Differential effects of agonists on adenylyl cyclase superactivation mediated by the kappa opioid receptors: adenylyl cyclase superactivation is independent of agonist-induced phosphorylation, desensitization, internalization, and down-regulation.

Prolonged activation of opioid receptors followed by agonist removal leads to adenylyl cyclase (AC) superactivation. In this study, we examined in CHO cells stably expressing the human or rat kappa opioid receptor (hkor or rkor) whether agonists had differential abilities to induce AC superactivation and whether the hkor and rkor exhibited differential AC superactivation.

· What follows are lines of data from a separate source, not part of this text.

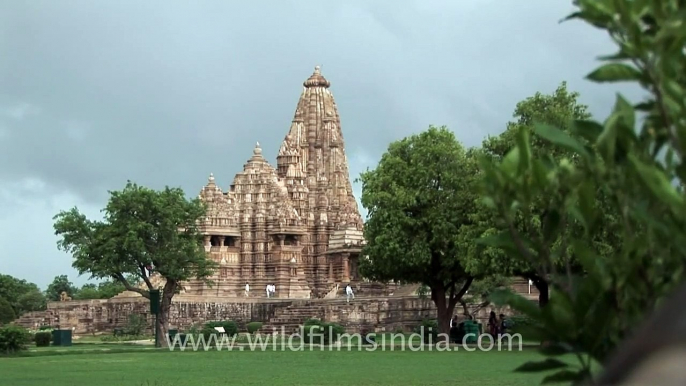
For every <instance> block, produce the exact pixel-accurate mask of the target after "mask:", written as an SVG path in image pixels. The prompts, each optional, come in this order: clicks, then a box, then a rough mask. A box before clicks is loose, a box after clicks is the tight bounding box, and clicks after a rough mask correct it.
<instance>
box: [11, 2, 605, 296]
mask: <svg viewBox="0 0 686 386" xmlns="http://www.w3.org/2000/svg"><path fill="white" fill-rule="evenodd" d="M568 3H569V4H568ZM570 4H571V1H569V2H565V1H562V2H552V1H549V0H529V1H526V2H515V1H486V0H473V1H454V0H445V1H424V0H422V1H400V2H398V1H350V0H349V1H345V2H323V1H305V0H292V1H252V2H226V1H219V0H216V1H195V2H180V1H179V2H166V1H147V2H139V1H116V2H115V1H111V2H102V1H69V2H55V1H31V2H21V1H13V2H9V1H8V2H3V3H2V4H0V52H2V54H3V55H2V56H3V59H2V61H0V181H4V183H0V184H1V185H0V187H2V188H3V189H4V192H5V196H7V195H12V194H14V195H22V197H24V199H28V198H26V197H34V199H35V202H36V204H35V205H33V206H32V205H27V206H22V207H21V209H16V211H19V210H21V211H23V212H22V213H27V215H25V216H23V218H26V221H33V220H31V219H41V221H40V223H39V224H38V223H36V227H44V228H45V227H49V226H50V223H51V221H50V218H51V217H52V215H54V213H53V212H50V211H54V210H56V209H58V208H56V207H54V206H53V205H47V206H46V205H43V204H45V202H47V201H46V200H49V196H50V195H56V194H61V195H63V196H61V197H63V200H62V201H59V203H60V205H68V206H71V205H73V204H80V205H87V206H89V207H92V208H97V207H101V206H102V205H103V204H104V202H105V200H106V190H107V189H119V188H121V187H123V186H124V184H125V182H126V180H127V179H132V180H134V181H136V182H139V183H142V184H146V185H150V186H153V187H162V186H164V185H173V186H181V187H183V188H184V189H185V190H186V191H187V192H188V193H189V194H191V195H195V194H196V193H197V192H198V191H199V189H200V188H201V186H202V185H203V184H204V183H205V181H206V178H207V175H208V174H209V173H210V172H213V173H214V174H215V175H216V176H217V178H218V182H219V183H221V184H222V186H224V187H226V186H228V185H229V184H230V182H231V179H232V178H233V175H234V174H235V173H236V172H237V171H238V170H239V169H240V168H241V167H242V165H243V163H244V162H245V160H246V159H247V158H248V157H249V156H250V154H251V151H252V147H253V146H254V143H255V142H256V141H260V143H261V145H262V147H263V149H264V153H265V154H266V155H267V156H269V158H270V159H272V160H273V159H274V158H275V155H276V150H277V149H278V146H279V144H280V142H281V140H282V139H283V136H284V135H285V133H286V131H287V130H288V127H289V125H290V121H291V118H292V115H293V112H294V109H295V105H296V102H297V100H298V97H299V94H300V91H301V87H302V82H303V81H304V80H305V79H306V78H307V77H308V76H309V75H310V74H311V72H312V70H313V67H314V66H315V65H317V64H319V65H322V72H323V74H324V76H326V77H327V78H328V79H329V81H331V83H332V87H331V89H332V91H333V93H334V95H335V96H336V100H337V103H338V107H339V110H340V112H341V115H342V126H343V130H344V137H345V140H346V147H347V152H348V159H349V160H350V163H351V173H352V174H353V176H352V177H353V178H354V177H356V176H357V175H358V174H359V172H360V171H361V170H363V169H364V168H366V167H368V166H373V165H374V164H375V163H376V160H377V159H378V158H379V156H380V154H381V153H382V152H383V151H384V149H385V148H386V147H387V145H388V143H389V142H390V141H392V140H394V139H398V138H401V137H403V136H405V135H408V134H410V133H413V132H418V131H420V130H423V129H425V128H426V127H427V126H428V125H429V124H436V125H444V124H445V125H448V126H449V127H451V128H452V129H453V130H454V131H455V132H456V133H457V135H458V137H459V138H460V139H461V140H462V141H463V142H465V143H466V144H467V145H477V144H479V143H480V141H481V140H482V139H483V138H484V137H485V136H486V135H487V134H494V133H497V132H499V131H501V130H502V129H503V128H504V125H505V122H506V121H507V120H508V119H510V117H511V114H512V111H513V109H514V106H515V104H516V103H517V102H518V101H519V100H521V99H523V98H525V97H527V96H530V95H532V94H533V93H535V92H536V91H543V92H552V91H553V90H554V89H555V88H556V87H557V85H558V84H559V83H560V82H561V81H563V80H567V81H569V85H570V88H572V89H574V90H578V91H580V92H581V93H582V97H583V100H584V101H585V102H586V103H588V104H590V105H592V106H593V108H594V112H597V113H599V114H605V113H607V110H608V109H609V107H610V106H611V104H612V98H613V92H614V90H612V89H611V88H608V87H606V86H603V87H602V88H599V87H598V86H595V85H592V84H590V83H588V82H585V81H583V76H584V75H585V74H586V73H588V72H589V71H590V70H592V69H593V67H594V65H595V64H594V59H593V58H594V56H596V55H599V54H603V53H607V52H609V51H611V50H612V46H611V45H610V44H609V43H608V39H607V38H606V37H605V36H603V35H602V34H601V33H599V32H598V31H595V30H593V29H592V28H591V27H588V26H585V25H581V24H579V23H572V22H570V23H564V24H559V23H558V21H559V19H561V18H562V17H564V16H566V15H567V14H568V13H569V12H570V11H571V9H572V8H571V6H570ZM25 179H32V180H36V181H42V183H43V184H44V186H45V188H44V189H43V190H40V191H38V190H36V189H34V190H31V191H32V192H33V193H28V195H27V193H26V192H24V193H21V192H20V191H18V190H13V189H15V188H16V186H18V185H16V184H18V183H20V182H22V181H25ZM358 192H359V187H358ZM31 194H33V196H31ZM64 195H70V196H64ZM46 196H47V197H46ZM7 197H8V196H7ZM64 197H73V200H74V201H75V202H73V204H72V203H69V202H68V201H65V200H66V199H64ZM3 200H4V201H3V202H2V203H0V206H2V205H5V204H7V205H8V207H9V204H10V202H11V201H8V200H9V199H7V198H5V199H3ZM40 203H42V204H40ZM17 208H19V207H17ZM11 211H12V209H7V208H4V209H3V211H2V212H0V216H2V215H3V213H4V216H5V220H6V221H4V222H2V223H1V224H3V226H9V225H8V222H7V218H9V217H8V216H10V215H9V214H8V213H9V212H11ZM16 213H19V212H16ZM16 213H15V216H16ZM28 213H30V215H28ZM13 218H14V217H13ZM0 220H1V219H0ZM25 228H26V229H28V228H31V227H30V226H28V225H27V226H26V227H25ZM25 228H22V229H25ZM41 229H43V228H41ZM46 229H47V230H46ZM46 229H43V230H42V232H48V233H46V234H49V231H50V229H49V228H46ZM17 237H19V240H18V243H17V244H15V243H13V242H11V241H8V240H6V239H0V240H2V243H0V251H1V252H2V256H0V260H2V259H6V257H5V256H17V255H21V256H24V259H23V260H21V261H23V262H24V263H23V264H26V266H27V267H28V265H29V264H34V263H35V264H34V265H33V266H34V267H36V266H37V267H42V266H44V265H45V264H47V265H50V266H51V267H52V268H50V269H51V270H59V269H62V270H63V271H66V270H67V268H66V267H68V265H69V259H68V258H65V257H64V256H63V255H61V254H58V252H53V254H54V256H46V255H45V254H48V255H49V254H50V253H51V252H48V251H54V240H53V239H50V237H49V236H45V237H44V238H41V240H40V241H39V242H40V243H44V244H41V245H42V246H41V248H42V250H44V251H46V252H44V253H42V254H41V255H40V256H34V255H33V254H31V253H30V252H28V251H30V250H31V247H29V248H27V247H26V245H27V244H29V245H31V244H32V243H34V242H35V240H33V239H32V237H31V235H25V236H24V238H23V239H22V236H21V235H17ZM47 261H50V263H49V264H48V263H47ZM43 263H45V264H43ZM3 266H5V264H4V263H2V265H0V270H2V269H3ZM11 273H13V274H16V275H19V276H23V277H27V278H31V279H32V280H36V281H39V282H41V283H43V284H44V283H45V282H47V281H48V280H49V279H50V278H51V277H52V276H54V275H56V274H58V273H59V272H48V268H38V271H35V270H29V269H28V268H26V270H24V269H23V268H21V267H20V266H18V265H16V264H15V265H13V271H12V272H11Z"/></svg>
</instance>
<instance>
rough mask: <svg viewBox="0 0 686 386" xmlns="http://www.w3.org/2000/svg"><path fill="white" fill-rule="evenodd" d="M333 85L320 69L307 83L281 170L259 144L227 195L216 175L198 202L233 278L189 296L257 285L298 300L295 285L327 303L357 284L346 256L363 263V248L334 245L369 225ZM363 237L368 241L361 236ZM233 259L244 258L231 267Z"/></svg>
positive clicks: (279, 162)
mask: <svg viewBox="0 0 686 386" xmlns="http://www.w3.org/2000/svg"><path fill="white" fill-rule="evenodd" d="M330 85H331V84H330V82H329V81H328V80H327V79H326V78H324V76H323V75H322V74H321V68H320V67H318V66H317V67H316V68H315V70H314V73H313V74H312V75H311V76H310V77H309V78H308V79H307V80H305V82H304V83H303V86H304V88H303V91H302V94H301V96H300V100H299V101H298V103H297V105H296V106H297V107H296V111H295V114H294V119H293V123H292V124H291V126H290V129H289V131H288V132H287V133H286V136H285V137H284V139H283V141H282V143H281V146H280V147H279V150H278V153H277V159H276V161H277V162H276V168H274V167H273V166H272V165H270V164H269V162H267V160H266V159H265V158H264V157H263V154H262V148H261V147H260V144H259V142H258V143H256V145H255V147H254V149H253V152H252V156H251V157H250V158H249V159H248V161H247V162H246V163H245V164H244V165H243V170H242V171H241V172H239V173H238V174H236V176H235V177H234V179H233V184H232V185H231V186H230V187H229V188H228V189H226V190H222V189H221V188H220V187H219V186H218V185H217V183H216V181H215V177H214V174H210V177H209V178H208V181H207V184H206V185H205V186H204V187H203V188H202V189H201V191H200V195H199V198H200V200H202V201H203V202H205V203H206V205H207V209H208V211H207V218H206V219H205V220H204V221H202V222H201V223H200V224H199V226H200V229H201V231H202V232H203V234H205V235H206V244H205V245H206V250H207V251H208V253H210V254H211V255H212V259H213V260H214V261H217V262H221V265H222V267H225V269H230V270H231V271H230V272H234V274H231V275H227V274H224V275H222V274H221V273H220V272H219V271H220V270H218V271H217V273H216V275H214V276H213V277H211V278H210V281H212V282H214V284H213V285H212V286H211V287H210V286H207V285H205V284H204V283H203V282H200V281H197V282H195V281H191V282H190V283H188V284H187V285H186V284H185V287H186V289H187V293H188V294H190V295H202V294H213V295H217V294H225V295H227V296H239V295H240V294H241V293H242V290H243V288H244V287H245V284H246V283H250V285H251V286H257V287H256V288H262V287H264V286H265V285H267V284H274V285H276V286H277V287H278V288H283V289H284V290H283V291H279V294H278V295H277V296H281V295H280V294H291V295H293V294H296V293H298V292H297V291H293V290H289V286H290V285H291V284H292V285H293V286H295V287H297V286H301V287H302V288H306V289H307V291H302V294H303V296H306V297H309V296H310V293H312V294H313V296H318V297H323V296H324V295H325V294H326V293H328V292H329V290H330V289H331V288H332V287H333V285H335V284H336V283H347V282H348V281H350V279H351V278H350V275H349V270H350V267H349V266H347V264H349V263H348V260H344V259H342V258H340V254H341V253H344V252H345V253H351V258H350V260H354V259H356V258H357V255H358V254H359V250H360V247H359V246H360V244H361V242H360V241H359V240H358V242H357V243H355V242H353V243H348V244H343V243H336V244H335V245H334V246H333V247H331V245H330V237H331V236H332V235H333V233H334V232H344V231H345V230H346V229H350V228H354V229H358V230H361V229H362V224H363V222H362V218H361V216H360V213H359V210H358V208H357V202H356V201H355V198H354V196H353V192H352V187H351V184H350V176H349V172H348V164H347V160H346V157H345V147H344V141H343V136H342V131H341V123H340V118H339V114H338V111H337V107H336V103H335V101H334V98H333V95H332V93H331V91H330V90H329V87H330ZM327 142H328V144H333V145H332V146H328V145H327ZM332 204H333V205H332ZM207 237H209V238H207ZM356 237H359V238H360V239H361V238H362V235H361V232H359V235H358V236H356ZM207 240H210V241H209V242H208V241H207ZM217 247H218V248H217ZM229 254H234V255H237V256H239V258H237V259H228V258H227V256H229ZM289 256H292V257H293V258H294V259H295V261H297V262H298V263H297V265H298V267H297V269H295V270H291V269H290V268H289V267H288V266H285V267H281V266H280V265H279V264H286V265H288V264H289V261H290V259H291V258H290V257H289ZM226 272H229V271H226ZM284 272H285V273H286V274H284ZM288 272H297V275H296V276H295V277H292V276H290V275H288V274H287V273H288ZM295 287H293V288H295ZM305 293H307V295H304V294H305ZM285 296H288V295H285Z"/></svg>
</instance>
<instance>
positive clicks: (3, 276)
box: [0, 274, 45, 316]
mask: <svg viewBox="0 0 686 386" xmlns="http://www.w3.org/2000/svg"><path fill="white" fill-rule="evenodd" d="M37 294H40V296H38V295H37ZM41 297H43V295H42V294H41V291H40V289H39V288H38V286H37V285H36V284H34V283H29V282H27V281H26V280H23V279H22V280H20V279H17V278H15V277H13V276H10V275H3V274H0V298H5V299H6V300H7V301H8V302H10V304H11V305H12V310H13V311H14V313H15V315H17V316H19V315H21V314H23V313H24V312H30V311H40V310H44V309H45V299H41Z"/></svg>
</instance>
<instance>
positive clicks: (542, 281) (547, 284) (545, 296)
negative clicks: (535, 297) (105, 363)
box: [534, 278, 550, 308]
mask: <svg viewBox="0 0 686 386" xmlns="http://www.w3.org/2000/svg"><path fill="white" fill-rule="evenodd" d="M534 286H536V289H537V290H538V307H540V308H543V307H545V306H546V305H547V304H548V299H549V297H550V295H549V292H548V282H547V281H545V280H544V279H541V278H538V280H534Z"/></svg>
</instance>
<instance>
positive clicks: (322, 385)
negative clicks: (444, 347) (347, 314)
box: [0, 345, 542, 386]
mask: <svg viewBox="0 0 686 386" xmlns="http://www.w3.org/2000/svg"><path fill="white" fill-rule="evenodd" d="M89 346H90V347H89ZM84 347H85V348H84ZM103 350H104V351H103ZM540 358H541V357H540V356H539V355H538V354H537V353H536V352H535V350H532V349H524V351H522V352H498V351H491V352H479V351H474V352H467V351H464V350H459V351H457V352H435V351H433V352H428V351H424V352H410V351H404V352H403V351H374V352H368V351H364V350H363V351H357V350H355V351H347V350H342V351H336V350H335V349H334V350H333V351H328V348H325V350H324V351H319V349H314V350H313V351H310V350H309V349H306V350H305V351H300V352H294V351H272V350H270V351H231V352H229V351H220V352H217V351H208V352H192V351H185V352H180V351H174V352H170V351H168V350H159V349H152V348H149V347H133V346H116V345H102V346H101V345H75V346H73V347H69V348H49V349H47V350H38V351H34V352H32V353H29V356H26V357H17V358H0V374H1V375H0V384H2V385H12V386H22V385H26V386H41V385H46V386H47V385H50V386H61V385H64V386H80V385H96V386H110V385H112V386H129V385H130V386H138V385H146V386H148V385H150V386H152V385H158V386H196V385H198V386H213V385H227V384H235V385H263V384H269V385H272V386H279V385H321V386H327V385H345V386H351V385H397V386H401V385H456V384H459V385H478V386H490V385H508V386H517V385H526V386H530V385H535V384H538V383H539V382H540V380H541V378H542V376H539V375H530V374H519V373H513V372H512V370H513V369H514V368H515V367H517V366H519V365H520V364H522V363H524V362H525V361H528V360H536V359H540Z"/></svg>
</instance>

Pretreatment of the hkor with (trans)-3,4-dichloro-N-methyl-N-[2-(1-pyrrolidinyl)-cyclohexyl]benzeneacetamide methanesulfonate (U50,488H) induced AC superactivation in a time- and dose-dependent manner, reaching a plateau at 4 h and 0.1 microM. The extents of AC superactivation after a 4-h pretreatment of the hkor with saturating concentrations of agonists were in the order of the full agonists U50,488H, dynorphin A(1-17), (+/-)-ethylketocyclazocine, etorphine, and U69,593 > the high-efficacy partial agonist nalorphine > the low-efficacy partial agonists nalbuphine, morphine, and pentazocine. Interestingly, the full agonist levorphanol caused much lower AC superactivation than other full agonists and reduced the AC superactivation induced by U50,488H and dynorphin A(1-17) in a dose-dependent manner. The order of relative efficacies of agonists in causing AC superactivation mediated by the rkor was similar to that mediated by the hkor and the extents of AC superactivation were slightly lower. Because the rkor does not undergo U50,488H (1 microM)-induced phosphorylation, desensitization, internalization, and down-regulation in these cells, the degree of AC superactivation is independent of these processes. This is among the first reports to demonstrate that relative efficacies of agonists in causing AC superactivation generally correlated with those in activating G proteins and a full agonist reduced AC superactivation induced by another full agonist.